Ce titre est l’un des trois, avec La couverture du soldat de Lídia Jorge et D’ailleurs, les poissons n’ont pas de pieds de Jón Kalman Stefánsson, à avoir servi de prétextes pour m’inscrire aux rendez-vous de Sandrine pour l‘Europe des écrivains. En effet, j’ai lu Faire l’amour et Fuir, les deux premiers opus de la tétralogie de Jean-Philippe Toussaint il y a maintenant près de deux ans, et je repoussais sans cesse la lecture du troisième. C’est maintenant chose faite.
Objectivement, La vérité sur Marie est à la hauteur du style de l’auteur, précis et travaillé, déclinant une ambiance ultra-contemporaine et extrêmement visuelle déjà présente dans Faire l’amour. Le soin apporté aux détails descriptifs laisse nécessairement une forte empreinte dans l’imaginaire du lecteur :
« Alors, lentement, apparut la croupe du pur-sang – sa croupe noire, luisante, rebondie – , à reculons, les sabots arrières cherchant leurs appuis sur le pont, battant bruyamment sur le métal et trépignant sur place, très nerveux, faisant un écart sur le côté, et repartant en avant. Il ne portait pour tout harnachement qu’un licol et une longe, une courte couverture en luxueux velours pourpre sur le dos, et les membres finement enveloppés de bandages protecteurs et de guêtres de transport fermées par des velcros, les glomes et les tendons momifiés de bandelettes pour éviter les coups et les blessures. C’était cinq cents kilos de nervosité, d’irritabilité et de fureur qui venaient d’apparaître dans la nuit. »
Cette description chevaline est magnifique, vous en conviendrait peut-être. Malheureusement, c’est bien là que le bât blesse pour moi – l’ouvrage plairait sans doute d’avantage à Valentyne du blog La jument verte. Dans La vérité sur Marie, le narrateur nous en dit presque plus sur le pur-sang de Jean-Christophe de G. – élément central du récit – que sur la si mystérieuse Marie que l’on suit de manière parfois détournée depuis trois livres déjà. J’en ai trop peu su finalement sur cette femme m’apparaissant ici comme une pimbèche superficielle et écervelée. Elle m’agace du peu que j’en lis. L’épisode du pur-sang s’échappant dans l’aéroport dont la narration est parfaitement maîtrisée – correspondant par ailleurs à un bon tiers de l’ouvrage -, s’il m’a nettement tenu accrochée au texte, m’a par ailleurs laissée perplexe quant à son utilité dans ce livre-ci avec ce titre et ce sujet annoncé qu’est Marie. Enfin, le vocabulaire technique propre aux hippodromes aura achevé de me vexer : j’ai eu le sentiment d’un étalage pédant de connaissances sur un sujet que je n’ai pas souhaité aborder, servant d’avantage la technique littéraire que les besoins narratifs, et qui fondamentalement ne m’aura pas franchement interpellée.

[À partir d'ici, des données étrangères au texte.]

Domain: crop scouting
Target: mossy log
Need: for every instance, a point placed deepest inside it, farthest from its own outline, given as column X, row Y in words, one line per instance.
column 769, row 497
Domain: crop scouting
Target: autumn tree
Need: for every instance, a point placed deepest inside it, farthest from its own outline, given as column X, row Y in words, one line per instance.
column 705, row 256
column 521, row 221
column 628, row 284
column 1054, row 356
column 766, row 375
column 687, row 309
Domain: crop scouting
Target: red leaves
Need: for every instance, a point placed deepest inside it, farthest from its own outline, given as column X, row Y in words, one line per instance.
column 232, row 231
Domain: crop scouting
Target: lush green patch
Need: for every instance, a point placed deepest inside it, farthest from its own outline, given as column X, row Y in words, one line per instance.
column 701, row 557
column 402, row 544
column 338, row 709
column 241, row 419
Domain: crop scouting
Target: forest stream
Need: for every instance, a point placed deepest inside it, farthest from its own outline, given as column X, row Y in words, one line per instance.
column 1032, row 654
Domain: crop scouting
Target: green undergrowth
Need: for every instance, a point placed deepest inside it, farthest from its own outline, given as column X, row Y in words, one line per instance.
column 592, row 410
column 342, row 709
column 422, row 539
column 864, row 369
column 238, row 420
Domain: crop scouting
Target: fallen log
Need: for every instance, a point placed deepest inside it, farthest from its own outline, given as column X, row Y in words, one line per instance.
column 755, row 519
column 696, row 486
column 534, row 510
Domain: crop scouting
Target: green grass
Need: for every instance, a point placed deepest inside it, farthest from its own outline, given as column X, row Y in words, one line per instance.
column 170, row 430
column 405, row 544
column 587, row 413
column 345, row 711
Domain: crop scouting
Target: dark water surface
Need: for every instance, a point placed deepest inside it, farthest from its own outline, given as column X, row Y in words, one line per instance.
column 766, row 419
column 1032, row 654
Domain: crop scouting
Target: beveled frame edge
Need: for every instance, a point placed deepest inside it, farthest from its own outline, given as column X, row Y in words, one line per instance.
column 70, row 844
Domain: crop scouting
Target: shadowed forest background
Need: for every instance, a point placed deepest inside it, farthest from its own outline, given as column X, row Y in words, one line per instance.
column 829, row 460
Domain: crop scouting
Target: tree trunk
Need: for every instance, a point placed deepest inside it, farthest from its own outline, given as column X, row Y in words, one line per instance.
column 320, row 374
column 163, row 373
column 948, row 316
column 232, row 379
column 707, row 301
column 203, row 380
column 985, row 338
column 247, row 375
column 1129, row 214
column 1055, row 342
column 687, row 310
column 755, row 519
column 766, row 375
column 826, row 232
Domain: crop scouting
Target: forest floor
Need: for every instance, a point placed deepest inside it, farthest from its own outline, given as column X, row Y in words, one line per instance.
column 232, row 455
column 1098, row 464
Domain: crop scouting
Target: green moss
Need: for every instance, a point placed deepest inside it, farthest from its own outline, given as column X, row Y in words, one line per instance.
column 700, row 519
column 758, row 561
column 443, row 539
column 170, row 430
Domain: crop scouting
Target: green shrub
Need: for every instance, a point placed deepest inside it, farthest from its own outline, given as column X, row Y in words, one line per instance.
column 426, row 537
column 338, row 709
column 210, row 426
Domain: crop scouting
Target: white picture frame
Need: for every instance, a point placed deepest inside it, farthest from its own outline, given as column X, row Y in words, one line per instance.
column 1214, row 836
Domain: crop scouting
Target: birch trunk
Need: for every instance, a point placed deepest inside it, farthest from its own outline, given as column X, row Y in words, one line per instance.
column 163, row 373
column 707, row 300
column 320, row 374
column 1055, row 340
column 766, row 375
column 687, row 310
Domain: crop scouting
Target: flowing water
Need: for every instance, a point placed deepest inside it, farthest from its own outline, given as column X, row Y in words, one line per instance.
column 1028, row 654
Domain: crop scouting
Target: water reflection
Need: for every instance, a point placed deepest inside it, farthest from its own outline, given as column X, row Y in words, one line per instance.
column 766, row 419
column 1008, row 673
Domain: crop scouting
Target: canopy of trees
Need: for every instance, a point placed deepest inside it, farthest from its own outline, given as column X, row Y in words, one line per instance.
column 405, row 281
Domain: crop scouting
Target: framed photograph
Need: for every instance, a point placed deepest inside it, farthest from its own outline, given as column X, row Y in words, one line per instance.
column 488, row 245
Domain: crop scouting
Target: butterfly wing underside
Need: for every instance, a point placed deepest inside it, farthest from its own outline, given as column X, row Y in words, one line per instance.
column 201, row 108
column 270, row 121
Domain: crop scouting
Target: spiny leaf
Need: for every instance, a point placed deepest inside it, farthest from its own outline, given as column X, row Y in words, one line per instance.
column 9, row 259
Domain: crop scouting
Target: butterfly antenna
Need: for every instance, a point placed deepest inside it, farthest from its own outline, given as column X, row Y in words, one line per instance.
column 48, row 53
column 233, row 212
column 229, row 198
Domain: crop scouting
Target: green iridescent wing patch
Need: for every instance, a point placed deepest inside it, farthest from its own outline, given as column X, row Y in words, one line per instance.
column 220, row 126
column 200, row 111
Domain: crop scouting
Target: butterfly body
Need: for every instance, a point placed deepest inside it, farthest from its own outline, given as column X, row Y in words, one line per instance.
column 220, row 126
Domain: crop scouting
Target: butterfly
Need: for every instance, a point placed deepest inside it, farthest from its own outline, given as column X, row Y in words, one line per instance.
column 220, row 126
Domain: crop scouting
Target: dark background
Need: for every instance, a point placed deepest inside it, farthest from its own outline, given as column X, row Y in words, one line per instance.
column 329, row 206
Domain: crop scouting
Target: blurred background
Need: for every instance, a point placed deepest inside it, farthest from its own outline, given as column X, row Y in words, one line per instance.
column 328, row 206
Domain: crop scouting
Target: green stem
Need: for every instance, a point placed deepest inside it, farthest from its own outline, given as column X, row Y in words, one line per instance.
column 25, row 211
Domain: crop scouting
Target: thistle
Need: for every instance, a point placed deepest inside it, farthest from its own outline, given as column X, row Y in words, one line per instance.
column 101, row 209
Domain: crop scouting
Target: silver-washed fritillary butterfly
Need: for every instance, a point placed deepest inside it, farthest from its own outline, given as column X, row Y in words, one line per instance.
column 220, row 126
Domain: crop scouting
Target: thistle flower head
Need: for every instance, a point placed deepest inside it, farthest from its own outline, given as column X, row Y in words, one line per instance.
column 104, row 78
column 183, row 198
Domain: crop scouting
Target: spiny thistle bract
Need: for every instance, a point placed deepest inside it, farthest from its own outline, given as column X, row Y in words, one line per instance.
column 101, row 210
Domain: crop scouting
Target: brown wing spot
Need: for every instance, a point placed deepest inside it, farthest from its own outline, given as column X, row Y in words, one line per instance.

L’entretien avec Jean-Philippe Toussaint en fin d’ouvrage est largement consacré à l’anecdote de la fuite de l’équidé, l’auteur s’en vanterait presque. Celle-ci est tellement centrale qu’elle en devient l’objet phare du récit. Mais clairement, je n’ai pas su me prêter au jeu tant j’ai cherché Marie sans jamais la saisir. J’en suis ressortie frustrée – c’était peut-être d’ailleurs l’objectif assumé de l’auteur.
Toutefois, je me dois de nuancer mon jugement, ce livre présente de nombreux intérêts à la fois par le style littéraire, la puissance des images et la construction des personnages. Un ami me soulignait justement la richesse de ce dernier point. En fonction de l’évolution, des séparations et des retrouvailles des deux protagonistes, Marie apparaît chaque fois sous un angle différent, sous un nouveau jour selon les dispositions d’esprit de son compagnon délaissé ou désiré. Et c’est toute la complexité de Marie que l’auteur aurait voulu montrer, aussi bien que le changement de regard de l’observateur amoureux ou distant, passionné ou fatigué de cette relation qui part à vau l’eau. Certes, après que l’on ait bien voulu me pointer du doigt cette évolution, je suis forcée d’admettre que j’ai lu ces trois volumes avec beaucoup trop d’écart entre chaque pour bien en saisir le sens global, – sans compter que je n’ai pas encore lu Nue, le dernier et parait-il le meilleur portrait de Marie Madeleine Marguerite de Montalte.
Je suis donc nécessairement passée à côté de tout ce qui fait la richesse de cette tétralogie aux couleurs de la Belgique.
La vérité sur Marie – Jean-Philippe Toussaint
Les éditions de minuit, 2013, 219 p.